Among all the Angry Young Man films, Amitabh’s character actually has a real but a flawed father only in Laawaris (1981), Sharaabi (1984) Aakhree Raasta (1986) and most significantly Shakti (1982). Only four out of around fifty films where he played the role of an Angry Young Man. In almost all other films, the father is dead, mostly killed by an enemy, thus setting Vijay (meaning Victory, Amitabh’s name in most of the movies belonging to this genre) on a road to vengeance.

But that does not make the Angry Young Man’s disturbed relationship with the father a myth. In the absence of a real father, the child clutches the imaginary father in a very ambivalent way and makes it a friend and an enemy both. In officially first film of the Angry Young Man genre, Zanjeer, the hero (Vijay, again) grows up to be a police officer who’s obsessed with upholding the law (the imaginary father’s one side) and wiping out evil(the imaginary father’s other side). To complete the journey, the hero must know the name of the father. Hence, in Zanjeer, as in Shahenshah (1987), he decides to punish the bad on his own. However, it is significant that he never negates the law. He merely supplements its execution.

In this way, the Angry Young Man’s journey never collides with the ideology of the powerful class or that of the State. In fact, it is not surprising that this character was nurtured more carefully in the post-emergency India, as he talks in favour of tradition, a classless society and power structure. The hero rarely talks about bigger issues. Even when he does, as in Coolie (1982) or Inquilab (1984), he is more concerned about solving his personal problems. That actually made the character a sociological stereotype and called for a change in Bollywood’s prime genre at the end of the ‘80s, which gave birth to the dark hero, as in Baazigar (1993) or Khalnayak (1993).

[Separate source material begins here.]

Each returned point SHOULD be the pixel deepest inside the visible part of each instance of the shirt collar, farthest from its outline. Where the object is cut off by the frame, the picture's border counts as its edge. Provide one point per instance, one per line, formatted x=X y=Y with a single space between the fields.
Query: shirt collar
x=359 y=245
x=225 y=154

The hero wants to salvage his pride (because of birth), bad karma (for good means) and lack of security as he grows up. Hence, even in a romantic film like Mili (1975), the Angry Young Man’s psyche surfaces, and the reason is the same – a shame of father’s (or parents’) deed. The ultimate goal is always to be at peace with the father, real or symbolic, by the end of the film.

Hence, it’s not surprising that nowadays the Angry Young Man comes back as the father figure himself. From a Fruedian point of view, that is how it should happen. At the end of the journey the child succeeds in becoming the father himself.